Employment law is under scrutiny again this week whereby the tribunals system looks to be streamlined and easy to understand.
The main reasons behind the forthcoming changes are aimed at efficiency and reducing the amount of weak claims.
Jo Swinson, employment relations minister, headed the Government announcement saying she is “committed” to finding ways of “resolving workplace disputes”, so they don’t end up with two sides in front of a tribunal.

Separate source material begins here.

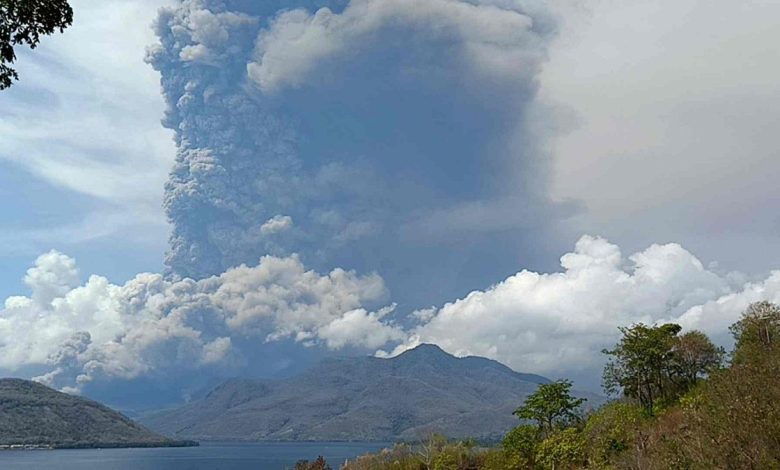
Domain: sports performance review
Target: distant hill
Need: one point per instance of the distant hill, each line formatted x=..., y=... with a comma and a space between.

Following the November 2011 Employment Appeal Tribunal which reviewed current processes the new “Employment law 2013: progress on reform” highlighted this issue among others, and its impact on changes to legislation, set to be enforced in May. The Government are also very keen to reduce the stress, as well as time and money, so providing more information at the outset about the procedures which should help to limit the numbers and make those more aware that this is a last resort and to avoid if at all possible.
Some of the points raised were:
New strike out powers to ensure that weak cases that should not proceed to full hearing are halted as early as possible
Employment Tribunal Presidents to provide guidance to help judges deal with hearings and allows all parties know what to expect.
A crackdown on excessive paperwork, ultimately making it easier to withdraw and dismiss claims
A new procedure for preliminary hearings that combines separate pre-hearing reviews and case management discussions. It claims this will reduce the overall number of hearings and lead to a quicker disposal of cases saving time and costs for all parties.